My primal self took over, and we said goodbye to the unrealized fantasy of our life in Maine and moved back to New York City. I slept on the floor of my friend’s apartment while I made enough money to cobble together the first month’s rent on an apartment of our own, while my husband closed down our life up north. When he joined me a few weeks later, he went back to his old job as a moving foreman. Together, we made a home so that we had a nest to center our life around when our son arrived.
I sometimes think about where staying in Maine and taking that other path would have led us. Would I have rediscovered writing earlier? Would my sons have become different people? Would we have crashed into the reality of being truly poor and fallen apart? Or would we have thrived in the hard face of it?
At the end of the day, it doesn’t matter. Like all of us, I am here, and I am the result of paths I have chosen, large and small, every day. Who knows what decisions I’ve made that have altered the reality of my life and the lives of those I love. What was waiting for me on the other side of any one of those decisions? Was there really a right path? It’s impossible to know, and strangely, that gives me comfort.
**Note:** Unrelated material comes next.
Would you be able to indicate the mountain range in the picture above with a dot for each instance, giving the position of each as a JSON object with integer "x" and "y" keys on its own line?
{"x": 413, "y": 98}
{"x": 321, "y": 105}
So what’s the lesson in all of this? For me, it’s that the right path doesn’t matter if you remember who you are while you’re on it. Because whichever direction you take, you will be you. For many years, I kept my hippie heart hidden away while I chased career success. That’s what I regret — not the path I took, but that I didn’t always remember who I was, and I invested some of my journey into things that weren’t worth it.
What I realize now is that you have to stay true to who you are at your core, always. I love branding and storytelling, and I might not have learned that if I had taken that other path. Branding deals with the heart and soul of a company, and companies are just as fragile and imperfect as people are — it’s what I find so fascinating. But it’s also why it’s so important to me that I work for brands that are worth my lifeblood. Because I only have so much lifeblood to give.
The people you surround yourself with and the environment you work in are contagious. That means that what you do for a living can either diminish you or it can enhance you. Sometimes, like me, you’re going to need to make a choice that helps you simply survive — and that’s OK. You don’t need to sacrifice yourself for a perfect ideal. But you can also remember who you are and what you care about, and make sure that whatever path you take, you don’t forget who you were when you started.